Ukrainian President Volodymyr Zelensky said Friday the attack on the prison in separatist-held eastern Ukraine, which resulted in the deaths of at least 50 prisoners, was "a deliberate war crime by the Russians." Russia, meanwhile, blamed Ukraine for the attack.

Kremlin spokesperson Dmitry Peskov on Thursday reiterated the Russian claim that the Ukrainian military was responsible for the attack.

"There is evidence here and there is nothing to hide here," he told CNN. "Moreover, you know that the Russian side proposed to the UN and invited the Red Cross to get acquainted with this evidence on the spot, to conduct the necessary exhaustive investigation."

The International Committee of the Red Cross confirmed Wednesday it had been able to visit the Olenivka facility only once -- in May this year to deliver water tanks. "But we did not have access to POWs held there on an individual basis -- as per ICRC's modalities of work in detention facilities -- and that continues to be the case," it said.

The ICRC added: "Under the Third Geneva Convention, during international armed conflicts, the ICRC must be granted access to all PoWs, wherever they are held. We also have full liberty to choose the places we wish to visit. Since February 2022, our teams have been able to have access to some PoWs, but not all."

The ICRC says it has requested access to the detention center again since the attack last week, but has not received permission from the Russians.

The Olenivka prison near Donetsk has been used to house many of the Ukrainian soldiers who surrendered at the Azovstal plant in Mariupol several months ago. CNN could not independently verify the allegations of either side.
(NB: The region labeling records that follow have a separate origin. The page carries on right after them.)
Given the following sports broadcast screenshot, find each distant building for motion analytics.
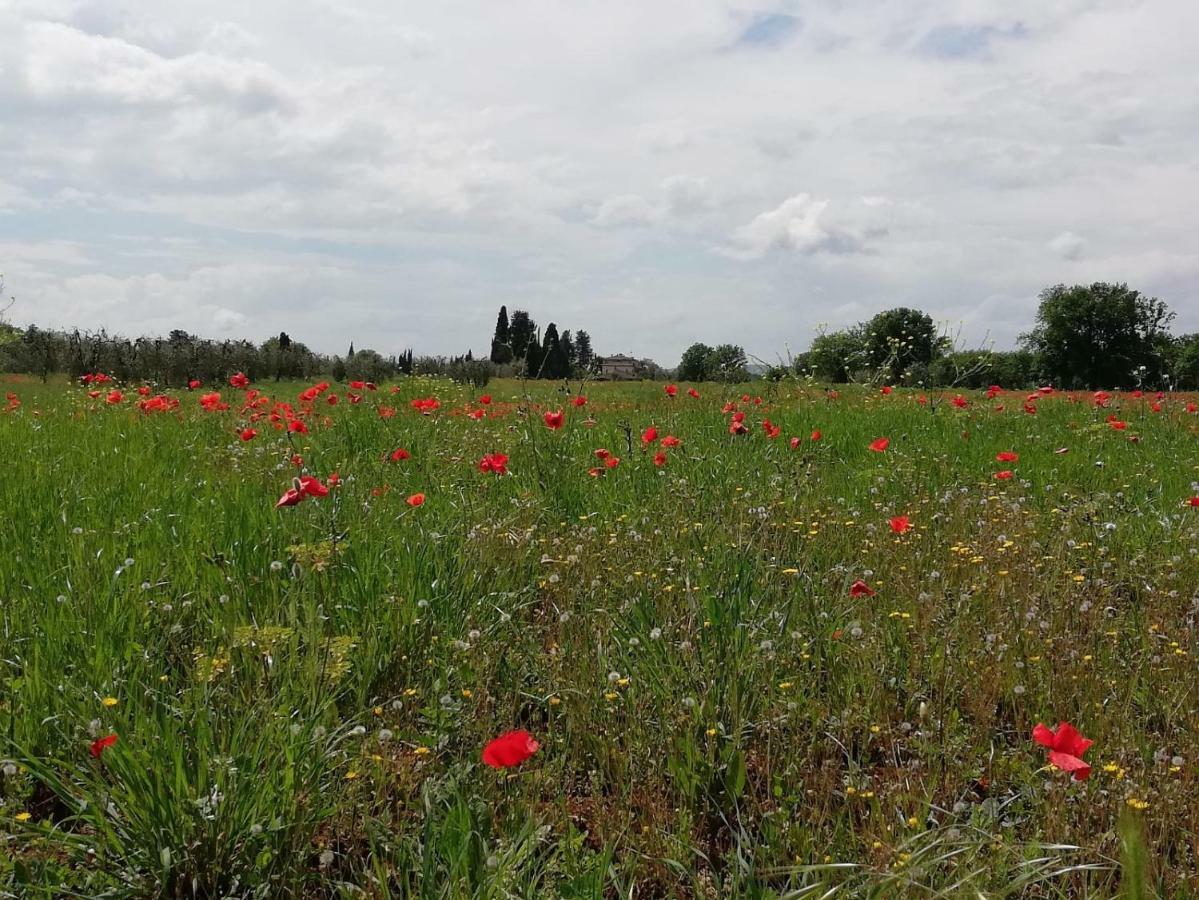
[600,354,638,381]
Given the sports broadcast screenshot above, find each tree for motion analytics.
[540,322,571,379]
[508,309,537,360]
[1020,282,1174,388]
[574,331,596,372]
[675,343,712,381]
[801,325,869,385]
[492,307,512,366]
[864,307,948,382]
[559,330,579,375]
[709,344,749,383]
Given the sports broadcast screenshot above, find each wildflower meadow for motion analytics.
[0,375,1199,898]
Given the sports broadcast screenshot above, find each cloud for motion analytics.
[1049,231,1086,260]
[725,194,864,260]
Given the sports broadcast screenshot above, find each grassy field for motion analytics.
[0,379,1199,898]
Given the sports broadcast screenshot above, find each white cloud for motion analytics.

United Nations Secretary-General António Guterres said in a Wednesday news conference that the UN is seeking to establish a fact-finding team to study the attack following requests from both Russia and Ukraine to investigate. He added that the terms of reference for the panel would need to be accepted by Russia and Ukraine before the fact-finding mission would begin.
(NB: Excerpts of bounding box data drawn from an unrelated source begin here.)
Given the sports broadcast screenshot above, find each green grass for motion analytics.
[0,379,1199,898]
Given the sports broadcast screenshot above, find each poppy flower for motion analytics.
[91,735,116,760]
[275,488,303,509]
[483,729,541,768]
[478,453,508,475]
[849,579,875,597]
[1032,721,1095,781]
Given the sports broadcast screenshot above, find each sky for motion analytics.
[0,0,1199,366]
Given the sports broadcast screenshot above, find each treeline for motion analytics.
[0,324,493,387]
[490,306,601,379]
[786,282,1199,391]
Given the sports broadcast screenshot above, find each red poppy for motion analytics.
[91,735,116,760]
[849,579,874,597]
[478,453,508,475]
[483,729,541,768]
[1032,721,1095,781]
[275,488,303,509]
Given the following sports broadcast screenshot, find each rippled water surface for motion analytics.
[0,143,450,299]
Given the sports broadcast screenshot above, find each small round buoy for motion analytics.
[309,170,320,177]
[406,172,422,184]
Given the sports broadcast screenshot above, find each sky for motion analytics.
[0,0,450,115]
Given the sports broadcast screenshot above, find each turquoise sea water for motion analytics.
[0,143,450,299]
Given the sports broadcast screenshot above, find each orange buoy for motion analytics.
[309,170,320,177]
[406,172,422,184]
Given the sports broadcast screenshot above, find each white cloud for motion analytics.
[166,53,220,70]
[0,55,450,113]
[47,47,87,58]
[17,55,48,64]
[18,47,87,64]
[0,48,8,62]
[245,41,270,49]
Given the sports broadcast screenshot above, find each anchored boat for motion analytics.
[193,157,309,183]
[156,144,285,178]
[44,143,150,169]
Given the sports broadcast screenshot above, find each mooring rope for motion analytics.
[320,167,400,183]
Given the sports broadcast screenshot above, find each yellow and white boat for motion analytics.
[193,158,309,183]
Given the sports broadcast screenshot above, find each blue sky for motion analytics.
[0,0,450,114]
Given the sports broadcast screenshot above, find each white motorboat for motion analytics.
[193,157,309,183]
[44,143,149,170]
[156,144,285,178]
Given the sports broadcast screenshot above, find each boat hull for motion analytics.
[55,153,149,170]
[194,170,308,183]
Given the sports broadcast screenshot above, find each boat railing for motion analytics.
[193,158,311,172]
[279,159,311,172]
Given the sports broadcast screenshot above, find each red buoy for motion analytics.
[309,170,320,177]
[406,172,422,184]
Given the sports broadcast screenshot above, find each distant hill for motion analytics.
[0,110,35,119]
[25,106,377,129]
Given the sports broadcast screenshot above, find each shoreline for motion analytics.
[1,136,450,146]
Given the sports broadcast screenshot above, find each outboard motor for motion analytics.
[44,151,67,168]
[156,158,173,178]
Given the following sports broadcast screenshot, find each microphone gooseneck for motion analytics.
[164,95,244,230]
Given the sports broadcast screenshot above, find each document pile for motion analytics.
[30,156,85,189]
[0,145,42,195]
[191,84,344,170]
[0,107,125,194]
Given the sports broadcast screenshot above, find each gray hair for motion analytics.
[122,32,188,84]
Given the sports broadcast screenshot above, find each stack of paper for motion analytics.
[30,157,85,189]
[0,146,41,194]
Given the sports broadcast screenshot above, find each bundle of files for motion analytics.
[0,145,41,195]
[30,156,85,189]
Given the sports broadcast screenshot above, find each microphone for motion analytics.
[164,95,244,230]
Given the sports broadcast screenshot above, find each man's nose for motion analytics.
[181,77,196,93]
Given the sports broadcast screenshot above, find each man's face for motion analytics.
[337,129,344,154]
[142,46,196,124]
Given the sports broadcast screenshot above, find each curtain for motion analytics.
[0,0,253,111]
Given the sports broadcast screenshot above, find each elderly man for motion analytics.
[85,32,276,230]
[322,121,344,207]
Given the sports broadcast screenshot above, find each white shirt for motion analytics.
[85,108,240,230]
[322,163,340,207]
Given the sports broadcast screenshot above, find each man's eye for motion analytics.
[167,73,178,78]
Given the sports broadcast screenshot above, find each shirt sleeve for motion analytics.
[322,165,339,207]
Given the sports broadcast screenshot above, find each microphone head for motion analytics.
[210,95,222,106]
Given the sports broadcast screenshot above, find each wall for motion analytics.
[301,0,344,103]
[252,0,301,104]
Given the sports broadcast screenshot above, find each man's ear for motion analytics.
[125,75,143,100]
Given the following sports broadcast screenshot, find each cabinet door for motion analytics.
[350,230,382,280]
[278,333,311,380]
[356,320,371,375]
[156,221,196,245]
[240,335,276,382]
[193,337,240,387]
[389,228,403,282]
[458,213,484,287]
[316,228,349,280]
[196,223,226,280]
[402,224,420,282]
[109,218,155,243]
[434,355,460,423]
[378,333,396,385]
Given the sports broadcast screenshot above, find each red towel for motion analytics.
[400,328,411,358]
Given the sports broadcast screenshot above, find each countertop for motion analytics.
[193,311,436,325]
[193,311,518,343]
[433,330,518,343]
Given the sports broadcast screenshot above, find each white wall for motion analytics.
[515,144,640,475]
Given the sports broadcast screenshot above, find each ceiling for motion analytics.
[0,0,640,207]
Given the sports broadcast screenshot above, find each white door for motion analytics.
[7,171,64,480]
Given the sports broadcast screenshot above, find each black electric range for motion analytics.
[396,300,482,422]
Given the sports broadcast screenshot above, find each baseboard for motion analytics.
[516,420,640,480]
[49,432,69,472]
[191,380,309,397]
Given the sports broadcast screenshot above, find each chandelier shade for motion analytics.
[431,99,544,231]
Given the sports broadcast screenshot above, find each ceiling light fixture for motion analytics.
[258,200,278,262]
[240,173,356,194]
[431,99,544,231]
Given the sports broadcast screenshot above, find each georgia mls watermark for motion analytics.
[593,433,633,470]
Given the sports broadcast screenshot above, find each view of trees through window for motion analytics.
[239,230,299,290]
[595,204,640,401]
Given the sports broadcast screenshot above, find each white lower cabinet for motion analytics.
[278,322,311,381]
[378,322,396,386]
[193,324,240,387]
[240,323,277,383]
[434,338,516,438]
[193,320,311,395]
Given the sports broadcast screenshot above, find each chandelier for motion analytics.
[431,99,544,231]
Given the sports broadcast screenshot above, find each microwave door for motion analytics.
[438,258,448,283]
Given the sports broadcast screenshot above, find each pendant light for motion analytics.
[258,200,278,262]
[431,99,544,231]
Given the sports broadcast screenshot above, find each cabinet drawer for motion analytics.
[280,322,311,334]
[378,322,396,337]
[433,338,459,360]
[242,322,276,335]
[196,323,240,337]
Video aired on Russian networks and shared on social media channels in Donetsk show extensive destruction to a building and several bodies. CNN was able to geolocate footage of the strike to an industrial area about two miles outside the frontline town of Olenivka.

The Ukrainian military said the explosion took place on the territory of the industrial zone, in a newly-constructed building specially equipped to hold prisoners taken out of Azovstal.

The Ukrainian prosecutor's office has launched an investigation into the strike. In a statement, it said pretrial preliminary data shows "the occupying state struck the territory of penal colony No. 120 in the temporarily occupied Olenivka village of Volnovakha district of Donetsk region."

Donetsk and Luhansk are the two regions that together form Donbas, the eastern part of Ukraine where the conflict between Ukraine and Russian-backed separatists started in 2014.

The area has become the centerpiece of Russian President Vladimir Putin's military ambition in Ukraine after his troops failed to take over Kyiv earlier this year.

The Russian military has kept up a persistent barrage of artillery and missile strikes across the region for several weeks. The Kremlin says the goal of what it calls its "special military operation" is to take control of both Luhansk and Donetsk.

This story has been updated with additional details.